Paul quotes a second verse from the Old Testament, from the second part of Isaiah: "Who has directed the Spirit of the Lord or as his counselor instructed him?" Isaiah (ch. 40) looks back at the lost wars against the Babylonians. He looks back at the fall of Jerusalem. Many Jews were abducted to Babel in present-day Iraq. They had to learn to believe completely anew. They had to learn to believe without the temple and without sacrifice. Is God also strong in Babel? Are Babel's gods stronger than he? Can God be worshiped in Babel? Is God with them and far from Jerusalem? What does it mean that every individual stands before God and when God is directed to individuals and no longer to the people as a whole? Israel's faith developed and became deeper through the exile. Such suffering experiences change faith but don't make it poorer.
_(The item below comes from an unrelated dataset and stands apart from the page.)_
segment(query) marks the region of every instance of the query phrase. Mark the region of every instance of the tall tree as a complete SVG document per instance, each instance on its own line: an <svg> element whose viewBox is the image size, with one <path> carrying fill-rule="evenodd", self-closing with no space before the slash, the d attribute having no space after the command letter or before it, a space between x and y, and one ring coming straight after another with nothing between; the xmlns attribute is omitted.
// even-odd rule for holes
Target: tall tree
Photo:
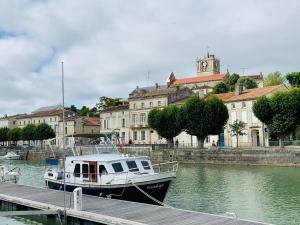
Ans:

"Who has directed the Spirit of the Lord or as his counselor instructed him? asks Isaiah. Sometimes God takes strange ways and we do not understand them. With Job, the kidnapped from Israel, and with Paul, what they experienced with God changed their faith. Their old picture of God was widened or expanded. God does not "function" in any system that we build and is much greater than we think.
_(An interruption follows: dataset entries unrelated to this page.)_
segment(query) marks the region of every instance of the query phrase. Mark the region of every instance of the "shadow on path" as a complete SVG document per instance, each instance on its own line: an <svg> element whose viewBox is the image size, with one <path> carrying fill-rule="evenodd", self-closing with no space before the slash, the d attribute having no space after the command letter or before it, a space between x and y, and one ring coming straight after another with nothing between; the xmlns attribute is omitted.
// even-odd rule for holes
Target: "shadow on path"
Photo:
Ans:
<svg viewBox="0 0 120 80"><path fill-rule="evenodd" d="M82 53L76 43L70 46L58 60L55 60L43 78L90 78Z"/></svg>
There are many jokes where God is the subject. In 90% of the cases, the jokes begin with the words: "A man enters heaven…" The God who appears in these jokes is an older humorous gentleman with a beard. But God is always a God of the beyond in these jokes and doesn't occur on earth. He has nothing to do with the earth and is first encountered after death. Then he is lively, funny, and strange.
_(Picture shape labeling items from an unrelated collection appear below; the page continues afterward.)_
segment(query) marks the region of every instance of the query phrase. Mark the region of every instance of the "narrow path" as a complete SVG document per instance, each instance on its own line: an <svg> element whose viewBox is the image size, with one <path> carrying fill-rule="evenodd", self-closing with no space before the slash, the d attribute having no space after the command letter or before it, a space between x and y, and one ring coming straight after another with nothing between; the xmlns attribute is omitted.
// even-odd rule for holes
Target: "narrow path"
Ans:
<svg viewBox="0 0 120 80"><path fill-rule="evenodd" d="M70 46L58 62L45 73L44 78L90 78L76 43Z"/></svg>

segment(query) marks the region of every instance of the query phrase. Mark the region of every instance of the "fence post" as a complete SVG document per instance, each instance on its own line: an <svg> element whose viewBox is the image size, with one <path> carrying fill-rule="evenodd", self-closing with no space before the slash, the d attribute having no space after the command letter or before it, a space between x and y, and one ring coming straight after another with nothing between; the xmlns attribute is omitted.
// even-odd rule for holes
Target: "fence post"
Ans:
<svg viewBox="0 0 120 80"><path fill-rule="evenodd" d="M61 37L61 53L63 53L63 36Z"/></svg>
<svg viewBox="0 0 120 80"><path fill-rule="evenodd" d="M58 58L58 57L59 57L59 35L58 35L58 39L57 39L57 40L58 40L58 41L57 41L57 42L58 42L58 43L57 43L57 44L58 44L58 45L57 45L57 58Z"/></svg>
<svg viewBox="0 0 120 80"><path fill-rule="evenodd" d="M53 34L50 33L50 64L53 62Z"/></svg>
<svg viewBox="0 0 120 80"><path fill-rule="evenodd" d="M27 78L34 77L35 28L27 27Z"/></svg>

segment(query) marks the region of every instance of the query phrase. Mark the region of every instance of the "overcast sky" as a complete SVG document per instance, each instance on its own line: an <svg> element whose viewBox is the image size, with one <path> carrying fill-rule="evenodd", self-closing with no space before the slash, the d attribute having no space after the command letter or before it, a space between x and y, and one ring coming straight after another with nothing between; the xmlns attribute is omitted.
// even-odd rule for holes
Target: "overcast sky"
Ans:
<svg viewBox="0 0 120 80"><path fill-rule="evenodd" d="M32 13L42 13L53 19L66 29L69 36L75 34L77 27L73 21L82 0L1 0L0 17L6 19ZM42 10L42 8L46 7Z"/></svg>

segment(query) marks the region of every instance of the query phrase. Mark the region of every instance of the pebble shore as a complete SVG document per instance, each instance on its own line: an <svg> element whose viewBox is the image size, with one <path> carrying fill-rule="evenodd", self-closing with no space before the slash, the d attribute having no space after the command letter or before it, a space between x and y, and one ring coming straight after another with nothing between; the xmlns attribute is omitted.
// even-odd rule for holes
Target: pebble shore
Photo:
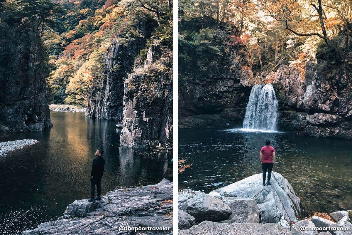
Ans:
<svg viewBox="0 0 352 235"><path fill-rule="evenodd" d="M13 141L0 142L0 156L5 156L7 152L14 151L18 149L23 148L23 147L36 144L38 141L36 140L20 140Z"/></svg>

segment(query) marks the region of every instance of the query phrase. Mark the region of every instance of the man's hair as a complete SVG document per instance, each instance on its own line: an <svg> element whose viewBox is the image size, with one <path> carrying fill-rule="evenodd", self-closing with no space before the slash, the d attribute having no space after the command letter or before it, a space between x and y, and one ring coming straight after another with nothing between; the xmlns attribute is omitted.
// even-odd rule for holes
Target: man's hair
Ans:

We always first have to do with God in these jokes when we are dead. Then the dear God can be easily convinced we believe in heaven. This dear God in heaven does not exist. This is a fairy-tale god. This is the imagined god who doesn't amaze us.


Another widespread picture of God is the teaching assistance, God as a moral authority, a God with whom I can threaten, a God who teaches children how to act… People make God into the servant of their morality… We abandon people who have long clung to God.


The ceremony master is another way of misusing God. God whom one invites to one's family celebrations ensures for a certain flair. Obviously, he must be present at a wedding. He cannot be absent at birthdays. He must ensure a proper farewell at the funeral. God once said through the prophet Amos: "I hate and despise your feasts!" Daily God awaits our coming in the daily routine; he is expected at our feasts.


Others hold God to be a nature God, a field-, forest- and pasture God experienced in the free nature, in the rustle of leaves or in contemplating mountains and valleys. God – the man for romantic hours in green spaces who is obviously not responsible for floods, disasters, and earthquakes. Like an old man with a beard in the sky, God as the event manager, the God who appears in nature, the fair weather God does not exist. All this is man-made. Where do we domesticate, tame or enclose God? What is our system in which God should operate? To what rules must he hold? What must we do to widen our idea of God?


Today is Trinity Sunday. Therefore we praise God. That is also mysterious and cannot be understood. The eternal, incomprehensible God has become a person - comprehensible, visible, and near to each one of us today by his Holy Spirit; mysterious like the wind but near to each of us. Paul praises God because he is so incomprehensibly GOOD! The inconceivable God introduced us to a person named Jesus. That changed all Paul's thinking about God. He became weak for us, he suffered for us and he died for us. He stands at the right side of God from where he will come and from there draw those who trust him to himself.


"Who has known the mind of the Lord,
or who has been his counselor?
Or who has given a gift to him
That he might be repaid?

Amen.
by Peter Dreier
Peter Dreier is a Distinguished Professor of Politics at Occidental College.